Music and Mathematics
Mr. Gardiner believes the boost comes in part because music aids children’s understanding of such concepts as number lines.
“In the case of singing on pitch, pitch has a pitch line of its own,” explains Mr. Gardiner. “Do is less than re, and re is less than mi.” On a keyboard, the progression may be even easier to grasp.
But Mr. Gardiner also believes that music may not be unique in offering a skill that can be useful in other disciplines.
“What I’m saying is, if you develop some kind of mental skill involved in one area of learning, and if you need that skill in some other area of learning, the brain can at least sometimes make learning easier through transfer,” he says.
Some researchers also say that various musical compositions may have a certain mathematical precision. Mozart was obsessed with math as a boy--even covering the walls of his house with figures and sums. But scholars still disagree over whether he deliberately structured his musical compositions according to mathematical formulas.
Although researchers don’t know exactly what happens in the brain when a child learns to sing or play a piano, there is some biological evidence to suggest that something different may indeed be going on.
Dr.
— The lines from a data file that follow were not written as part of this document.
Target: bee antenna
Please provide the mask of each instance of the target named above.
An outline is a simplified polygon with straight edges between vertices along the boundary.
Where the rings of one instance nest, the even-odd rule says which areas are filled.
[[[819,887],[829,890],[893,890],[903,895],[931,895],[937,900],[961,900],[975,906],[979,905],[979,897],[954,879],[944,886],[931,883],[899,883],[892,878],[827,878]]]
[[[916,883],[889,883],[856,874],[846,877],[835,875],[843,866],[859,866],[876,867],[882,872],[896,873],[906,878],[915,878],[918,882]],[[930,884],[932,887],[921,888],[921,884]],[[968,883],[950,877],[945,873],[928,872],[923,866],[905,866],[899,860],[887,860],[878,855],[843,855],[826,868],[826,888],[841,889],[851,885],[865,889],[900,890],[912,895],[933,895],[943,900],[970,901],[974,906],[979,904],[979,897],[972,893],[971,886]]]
Gottfried Schlaug, a Harvard Medical School neurology instructor, has done a series of experiments using magnetic-resonance-imaging technology to examine the brains of musicians who took up their instruments before age 7, musicians who started later, and nonmusicians. He found that certain regions of the brain, such as the corpus callosum and the right motor cortex, were larger in musicians who started their musical training before age 7. Similarly, musicians with perfect pitch--the ability, in other words, to identify musical notes heard out of context--have larger left temporal lobes than nonmusicians do.
Does that mean that children should get music lessons before their 7th birthdays? Not necessarily, Dr. Schlaug says.
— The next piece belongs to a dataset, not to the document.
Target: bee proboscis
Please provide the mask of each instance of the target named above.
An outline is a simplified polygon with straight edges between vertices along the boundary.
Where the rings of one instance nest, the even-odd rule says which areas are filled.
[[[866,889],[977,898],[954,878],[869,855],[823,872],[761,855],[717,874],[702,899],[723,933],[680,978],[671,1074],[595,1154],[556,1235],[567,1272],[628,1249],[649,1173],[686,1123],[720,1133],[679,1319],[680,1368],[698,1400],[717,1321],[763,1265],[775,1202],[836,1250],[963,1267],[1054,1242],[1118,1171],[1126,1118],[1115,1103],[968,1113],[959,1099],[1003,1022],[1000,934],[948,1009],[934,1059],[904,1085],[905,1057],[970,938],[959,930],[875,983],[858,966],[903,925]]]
“It may be much easier to become a concert pianist if you start very early because the brain may adapt to challenges in a certain way,” he says. “But there are enough examples out there where people started playing in their second or third decade and they’re doing fine.”
But, Dr. Schlaug adds, “we just don’t know so much about how the brain processes music. We know more about the way we process language.
“I also think there’s not really such a big group doing music-related research,” he says. “You must really have to have some sort of musical experience in order to do research.”
That lack of knowledge has not hampered a renewed interest in music learning among parents and policymakers. Despite such interest, says John J. Mahlmann, the executive director of the Reston, Va.-based Music Educators National Conference, music programs are still viewed as curricular frills in many school districts.
In California, for example, a state-appointed committee is exploring how to rebuild school music programs that have been cut back over the past decade.
“Are we better off now than we were last year? Yes. Are we better off now than 10 years ago? I’m not so sure,” Mahlmann says.
And that’s the kind of insecurity that drives educators such as Gary Wolfman, the director of Appleton High School-North’s orchestra, to stuff research studies into concert programs. Ideally, Mr. Wolfman would like students to join his program because they love music--not because they want to boost their math grades. But he also knows a good selling point when he sees one.
“I once told my father that I’d never go into sales, and now, I think I am,” he says.